Larson was at the “Room” press day held at the Four Seasons Hotel in Los Angeles, California where she was lauded by many reporters for her brave acting. I read how, when she accepted the role of Joy, she decided to lead a more reclusive life and reduce her social interaction with others in order to better understand her character’s mindset. I asked her what that preparation specifically entailed, and her answer proved to be endlessly fascinating.

Brie Larson: I really love the myth about my reclusive life (laughs). The words that have been used today have been so interesting. How it started was in trying to understand those two years of basic silence of being alone in this place, and I meditate so I was little familiar with trying to get to mental silence and how hard that is.

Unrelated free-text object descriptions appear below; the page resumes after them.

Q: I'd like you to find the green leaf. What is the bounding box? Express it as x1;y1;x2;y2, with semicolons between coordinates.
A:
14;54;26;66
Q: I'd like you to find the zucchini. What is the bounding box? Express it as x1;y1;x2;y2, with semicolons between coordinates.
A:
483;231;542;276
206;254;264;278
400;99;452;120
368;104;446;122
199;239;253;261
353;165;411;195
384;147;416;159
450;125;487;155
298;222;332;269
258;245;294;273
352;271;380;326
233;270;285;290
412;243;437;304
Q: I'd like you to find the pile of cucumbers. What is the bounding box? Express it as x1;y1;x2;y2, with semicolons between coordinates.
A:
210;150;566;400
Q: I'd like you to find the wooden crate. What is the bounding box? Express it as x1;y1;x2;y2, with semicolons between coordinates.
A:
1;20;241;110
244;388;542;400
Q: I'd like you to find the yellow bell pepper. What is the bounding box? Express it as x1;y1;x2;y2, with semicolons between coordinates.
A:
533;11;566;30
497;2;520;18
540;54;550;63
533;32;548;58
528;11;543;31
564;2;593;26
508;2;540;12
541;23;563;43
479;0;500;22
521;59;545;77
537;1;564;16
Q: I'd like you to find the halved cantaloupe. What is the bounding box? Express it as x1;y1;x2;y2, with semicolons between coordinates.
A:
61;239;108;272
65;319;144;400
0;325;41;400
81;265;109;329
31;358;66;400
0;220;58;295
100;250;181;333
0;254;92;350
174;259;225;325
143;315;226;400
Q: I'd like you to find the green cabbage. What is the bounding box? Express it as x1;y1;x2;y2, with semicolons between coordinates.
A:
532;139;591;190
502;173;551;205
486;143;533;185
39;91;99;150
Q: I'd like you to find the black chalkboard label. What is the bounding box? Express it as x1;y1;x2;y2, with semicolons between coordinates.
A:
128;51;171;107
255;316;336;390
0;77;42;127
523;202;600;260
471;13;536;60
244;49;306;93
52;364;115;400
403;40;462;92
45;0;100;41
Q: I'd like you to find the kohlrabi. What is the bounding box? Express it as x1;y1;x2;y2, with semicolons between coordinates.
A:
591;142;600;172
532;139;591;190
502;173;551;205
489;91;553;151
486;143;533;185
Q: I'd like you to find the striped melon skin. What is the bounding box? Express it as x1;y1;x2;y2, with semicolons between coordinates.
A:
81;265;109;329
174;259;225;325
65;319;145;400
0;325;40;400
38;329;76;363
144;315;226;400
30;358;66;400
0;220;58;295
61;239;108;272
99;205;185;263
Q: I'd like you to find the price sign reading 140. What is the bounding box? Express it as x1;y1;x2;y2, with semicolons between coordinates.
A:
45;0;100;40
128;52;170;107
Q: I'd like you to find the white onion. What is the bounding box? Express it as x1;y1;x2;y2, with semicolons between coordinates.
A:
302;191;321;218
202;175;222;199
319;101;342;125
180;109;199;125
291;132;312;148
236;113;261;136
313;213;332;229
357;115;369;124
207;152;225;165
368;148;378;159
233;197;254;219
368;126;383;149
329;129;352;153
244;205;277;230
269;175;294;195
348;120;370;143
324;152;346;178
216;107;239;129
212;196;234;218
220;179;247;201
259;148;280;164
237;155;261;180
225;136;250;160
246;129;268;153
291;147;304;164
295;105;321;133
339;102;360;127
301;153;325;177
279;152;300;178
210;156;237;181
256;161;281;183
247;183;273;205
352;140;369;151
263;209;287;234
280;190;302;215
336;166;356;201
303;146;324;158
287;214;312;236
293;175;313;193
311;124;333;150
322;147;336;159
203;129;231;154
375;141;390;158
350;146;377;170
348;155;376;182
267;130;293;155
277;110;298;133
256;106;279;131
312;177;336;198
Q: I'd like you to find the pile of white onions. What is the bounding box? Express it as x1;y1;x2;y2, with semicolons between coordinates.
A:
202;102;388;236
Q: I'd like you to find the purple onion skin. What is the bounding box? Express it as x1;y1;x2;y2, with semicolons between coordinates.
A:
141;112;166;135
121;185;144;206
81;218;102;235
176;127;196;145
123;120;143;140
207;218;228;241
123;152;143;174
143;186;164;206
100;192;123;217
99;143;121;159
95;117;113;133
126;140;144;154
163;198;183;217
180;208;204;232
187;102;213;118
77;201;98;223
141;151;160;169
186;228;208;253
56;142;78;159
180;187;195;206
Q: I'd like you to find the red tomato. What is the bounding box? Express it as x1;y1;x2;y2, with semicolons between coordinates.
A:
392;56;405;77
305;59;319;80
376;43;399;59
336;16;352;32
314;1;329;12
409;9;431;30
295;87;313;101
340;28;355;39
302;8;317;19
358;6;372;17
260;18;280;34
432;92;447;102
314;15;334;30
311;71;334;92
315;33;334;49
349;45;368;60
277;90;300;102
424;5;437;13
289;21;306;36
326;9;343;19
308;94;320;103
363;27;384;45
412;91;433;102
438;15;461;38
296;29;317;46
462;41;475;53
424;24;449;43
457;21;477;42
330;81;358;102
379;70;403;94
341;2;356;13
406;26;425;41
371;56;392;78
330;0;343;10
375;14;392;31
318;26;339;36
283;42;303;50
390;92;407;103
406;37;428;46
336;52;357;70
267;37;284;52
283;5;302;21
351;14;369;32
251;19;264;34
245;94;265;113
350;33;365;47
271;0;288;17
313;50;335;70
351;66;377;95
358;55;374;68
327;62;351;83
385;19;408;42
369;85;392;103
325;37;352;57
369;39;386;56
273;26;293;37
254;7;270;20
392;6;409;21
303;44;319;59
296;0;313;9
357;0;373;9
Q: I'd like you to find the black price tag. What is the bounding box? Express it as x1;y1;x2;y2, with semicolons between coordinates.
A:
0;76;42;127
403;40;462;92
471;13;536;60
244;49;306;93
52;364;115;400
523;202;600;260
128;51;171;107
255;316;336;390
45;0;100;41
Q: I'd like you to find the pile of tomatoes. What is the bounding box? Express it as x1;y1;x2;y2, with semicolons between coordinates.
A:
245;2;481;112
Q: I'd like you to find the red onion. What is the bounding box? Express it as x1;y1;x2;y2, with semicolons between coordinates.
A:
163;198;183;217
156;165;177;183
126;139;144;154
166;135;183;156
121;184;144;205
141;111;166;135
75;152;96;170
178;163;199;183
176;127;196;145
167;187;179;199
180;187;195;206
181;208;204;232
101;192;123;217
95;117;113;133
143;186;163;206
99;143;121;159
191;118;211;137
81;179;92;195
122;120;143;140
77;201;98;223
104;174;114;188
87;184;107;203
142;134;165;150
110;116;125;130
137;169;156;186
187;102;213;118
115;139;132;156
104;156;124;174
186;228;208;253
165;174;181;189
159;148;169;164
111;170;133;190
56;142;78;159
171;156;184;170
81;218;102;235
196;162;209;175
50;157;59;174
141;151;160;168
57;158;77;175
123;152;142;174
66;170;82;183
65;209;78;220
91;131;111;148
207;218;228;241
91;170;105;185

And then I had some friends who had been on silent retreats and I was fascinated by the reactions because some of them could go 10 days and they do it every year and it’s just this time that they absolutely love. You’re not allowed to speak and you’re not allowed to look at anybody because that’s also seen as a form of communication. There’s no connection to the outside world. But I had other friends who couldn’t last 24 hours. They just panicked and left and so there was this sense of just sitting with yourself and imagining Ma at 17, 18 and 19 years old sitting with herself in the way most teenagers don’t. That’s a period of time where it’s all fleeting. It’s all just getting away from everything and wanting to move out and pushing away a parent. In some ways I felt that period of time to be this bizarrely mature experience and set in a horrible setting, but in a way that she has to come to terms with who she is now and this new individual that she’s become that is completely separate from her friends, from her home and from her parents, and it’s the time right before she has a child which becomes her next identity as being a mother. So for myself, it was just seeing what that mental chatter felt like and if it was something to feel that painful moments of it, to feel eureka moments. They were moments that I remembered from my childhood that I had forgotten that were so beautiful and other moments that I completely had forgotten that were more painful. And so having that time to just very simply reflect I felt became a huge part of getting to know her better. But it wasn’t like painful. I found it kind of fun to be honest. I didn’t mind it.

Larson later won, and deservedly so, the Oscar for Best Actress for her performance, and it has since opened up a number of opportunities I can’t wait to see her take on. “Room” is now available to own and rent on DVD, Blu-ray, and Digital.